Paradoja elocuente de la modernidad en que habitamos es tener la certeza de que lo único cierto, real y tangible, es que no tenemos cierto nada, ni siquiera el momento presente nos ofrece un mínimo de garantía de que lo que observamos sea verdad.
Ya el maestro Sartori nos había advertido de la manipulación de nuestras percepciones a través de los medios de comunicación, una sociedad sujeta a estímulos inducidos, una “sociedad teledirigida” que hoy, con las benditas redes sociales, se torna más dependiente y confundida.
Ya no cabe la máxima tradicional de que nada es verdad o mentira, sino que todo depende del cristal con que se mira. Pero en el mundo actual, la cosa ya no depende de nuestra simple percepción individual, ahora somos conducidos, desde muy temprana hora, a una realidad enteramente virtual, donde nuestra percepción o interpretación racional del mundo que nos rodea se torna potenciadamente más difícil y compleja por la orientación recurrente del mensaje sobre temas elegidos desde la palestra o la simple omisión de otros, según convenga.
A más de un año del arribo de la famosa pandemia, toda la vida ha girado en torno a ella y todo apunta a que así seguiremos en el futuro mediato.
El desarrollo de las primeras vacunas brindó un rayito de esperanza, el optimismo fluyó por doquier y la venta política no se hizo esperar, la luz al final del túnel. Pero, ese malvado y, siempre presente, se inmiscuyó, como de costumbre, y luego nos enteramos de que no había vacunas para todos, más tarde aparecieron mutaciones, nuevas cepas que nos remitieron de vuelta al principio y, finalmente, hoy se revierte la decisión de la aplicación de algunas de ellas por los efectos nocivos que se han observado en algunos receptores, particularmente en Europa, nuevamente la coyuntura nos traiciona.
Pudiera pensarse ante esta situación, que, por fortuna, México se ha beneficiado de la escasez y el nimio arribo de la miscelánea de marcas con que se ha activado el cuestionado programa de vacunación hasta hoy implementado.

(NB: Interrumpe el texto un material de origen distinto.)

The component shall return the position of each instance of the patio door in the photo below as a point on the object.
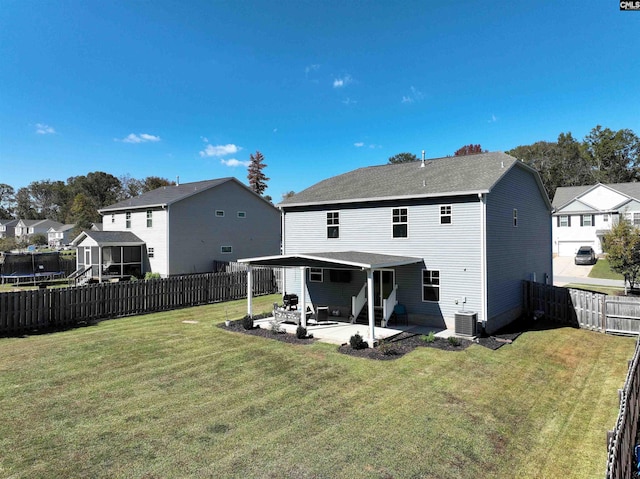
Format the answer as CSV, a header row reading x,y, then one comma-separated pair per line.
x,y
383,281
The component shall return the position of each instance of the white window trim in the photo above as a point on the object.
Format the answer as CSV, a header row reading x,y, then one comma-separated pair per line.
x,y
444,215
332,225
316,275
394,223
430,285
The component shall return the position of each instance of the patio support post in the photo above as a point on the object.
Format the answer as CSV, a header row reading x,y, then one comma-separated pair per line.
x,y
250,291
370,311
303,297
100,263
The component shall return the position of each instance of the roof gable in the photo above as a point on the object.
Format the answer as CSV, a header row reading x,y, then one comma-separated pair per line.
x,y
576,206
450,176
166,195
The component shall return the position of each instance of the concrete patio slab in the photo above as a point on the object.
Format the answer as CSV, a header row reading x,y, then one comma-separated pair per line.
x,y
335,332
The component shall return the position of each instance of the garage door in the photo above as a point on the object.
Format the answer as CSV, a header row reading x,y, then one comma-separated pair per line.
x,y
570,248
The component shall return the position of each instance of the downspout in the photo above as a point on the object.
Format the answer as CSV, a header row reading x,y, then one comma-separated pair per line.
x,y
250,291
168,243
283,249
483,258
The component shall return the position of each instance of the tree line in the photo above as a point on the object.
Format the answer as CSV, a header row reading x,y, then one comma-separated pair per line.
x,y
75,201
603,156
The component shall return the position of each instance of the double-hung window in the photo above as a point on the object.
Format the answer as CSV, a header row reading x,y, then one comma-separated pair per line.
x,y
316,275
430,285
586,220
445,214
333,224
400,227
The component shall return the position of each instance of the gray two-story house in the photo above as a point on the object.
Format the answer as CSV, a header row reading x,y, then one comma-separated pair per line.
x,y
439,236
180,229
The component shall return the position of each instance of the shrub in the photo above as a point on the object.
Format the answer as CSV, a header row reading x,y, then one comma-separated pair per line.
x,y
301,332
247,322
386,348
357,342
274,326
429,338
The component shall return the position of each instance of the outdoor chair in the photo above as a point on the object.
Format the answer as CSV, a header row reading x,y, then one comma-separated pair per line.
x,y
400,314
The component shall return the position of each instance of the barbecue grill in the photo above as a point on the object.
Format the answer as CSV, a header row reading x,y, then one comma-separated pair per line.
x,y
290,301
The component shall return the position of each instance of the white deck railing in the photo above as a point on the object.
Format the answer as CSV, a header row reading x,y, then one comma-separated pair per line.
x,y
358,302
387,306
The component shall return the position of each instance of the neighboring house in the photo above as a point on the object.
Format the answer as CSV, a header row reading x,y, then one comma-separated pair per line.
x,y
60,236
7,228
439,236
27,228
183,228
583,214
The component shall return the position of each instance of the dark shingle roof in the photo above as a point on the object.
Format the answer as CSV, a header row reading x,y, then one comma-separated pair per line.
x,y
106,238
439,177
165,195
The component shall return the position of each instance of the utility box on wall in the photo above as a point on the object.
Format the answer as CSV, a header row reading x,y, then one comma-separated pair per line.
x,y
466,323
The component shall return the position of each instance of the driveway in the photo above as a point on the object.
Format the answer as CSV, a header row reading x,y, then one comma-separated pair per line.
x,y
565,266
565,271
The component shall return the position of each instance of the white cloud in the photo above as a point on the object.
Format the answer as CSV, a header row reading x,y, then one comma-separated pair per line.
x,y
42,129
233,162
219,150
414,96
342,82
141,138
311,68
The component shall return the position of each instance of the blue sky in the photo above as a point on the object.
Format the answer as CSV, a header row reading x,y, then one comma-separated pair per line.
x,y
191,89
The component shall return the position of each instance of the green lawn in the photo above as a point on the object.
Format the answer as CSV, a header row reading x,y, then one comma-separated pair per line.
x,y
602,270
152,396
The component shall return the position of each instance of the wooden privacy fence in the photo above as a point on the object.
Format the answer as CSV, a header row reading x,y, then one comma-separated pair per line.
x,y
622,439
45,308
584,309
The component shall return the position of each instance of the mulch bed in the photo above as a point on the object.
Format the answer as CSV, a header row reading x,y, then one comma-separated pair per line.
x,y
401,344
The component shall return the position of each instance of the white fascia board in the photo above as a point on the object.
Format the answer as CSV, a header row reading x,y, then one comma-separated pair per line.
x,y
382,198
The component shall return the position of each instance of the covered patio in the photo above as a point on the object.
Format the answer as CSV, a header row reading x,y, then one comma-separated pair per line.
x,y
336,332
370,263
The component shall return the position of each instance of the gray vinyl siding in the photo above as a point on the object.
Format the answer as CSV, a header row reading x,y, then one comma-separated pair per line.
x,y
515,253
452,249
196,234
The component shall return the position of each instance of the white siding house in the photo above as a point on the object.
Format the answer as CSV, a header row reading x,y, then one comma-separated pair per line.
x,y
583,214
184,228
440,237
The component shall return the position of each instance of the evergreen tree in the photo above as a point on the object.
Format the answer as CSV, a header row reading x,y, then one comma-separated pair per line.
x,y
257,179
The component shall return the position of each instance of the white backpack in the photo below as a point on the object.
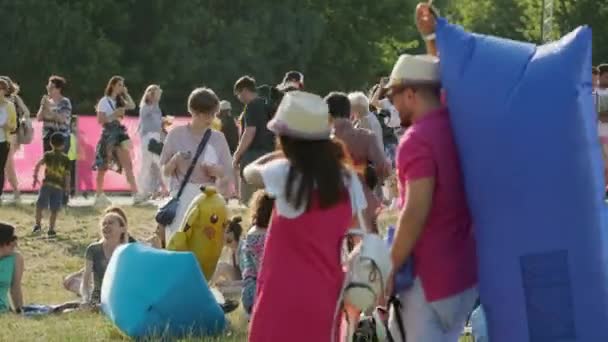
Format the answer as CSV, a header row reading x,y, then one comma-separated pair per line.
x,y
367,268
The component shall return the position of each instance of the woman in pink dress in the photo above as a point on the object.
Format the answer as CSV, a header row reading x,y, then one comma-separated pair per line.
x,y
316,198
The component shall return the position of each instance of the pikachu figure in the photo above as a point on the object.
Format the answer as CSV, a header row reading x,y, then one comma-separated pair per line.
x,y
202,231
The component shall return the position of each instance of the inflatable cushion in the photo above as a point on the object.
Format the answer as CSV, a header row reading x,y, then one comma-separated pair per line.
x,y
149,292
525,127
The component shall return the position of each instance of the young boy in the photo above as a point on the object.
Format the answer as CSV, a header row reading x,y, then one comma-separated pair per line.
x,y
56,182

Opiniones van, opiniones vienen, los expertos no se ponen de acuerdo y la infodemia nos consume tanto como la pandemia. Volteamos a un lado, luego al otro, cual espectadores de un juego de tenis, donde todo depende del desempeño de los jugadores y el árbitro.
Mientras tanto, nos hemos ido amorcillando con el confinamiento, la fría contabilidad de los decesos que no cesan, el desempleo y la ralentización económica, el manejo político de la crisis y el discurso cotidiano de que todo va viento en popa.
La realidad ya no es tal si nos atenemos a la circunstancia cotidiana de nuestra individualidad y nuestro entorno inmediato, donde todo se aprecia a contrapelo de la difusión mediática, pero ciertamente, no sabemos nada cierto, vivimos apoltronados en la incertidumbre y en la esperanza.
Ningún gobierno sería suicida, puede soslayar la trascendencia de la pandemia como objetivo fundamental a atender, no sólo por su natural responsabilidad, por cuestiones éticas, por ser un asunto de seguridad nacional, sino por los efectos directos, catastróficos en la legitimidad gubernamental, pero igual de suicida puede resultar la distorsión de la realidad, el engaño o el usufructo de la tragedia para fines políticos, tentación perversa, pero no improbable.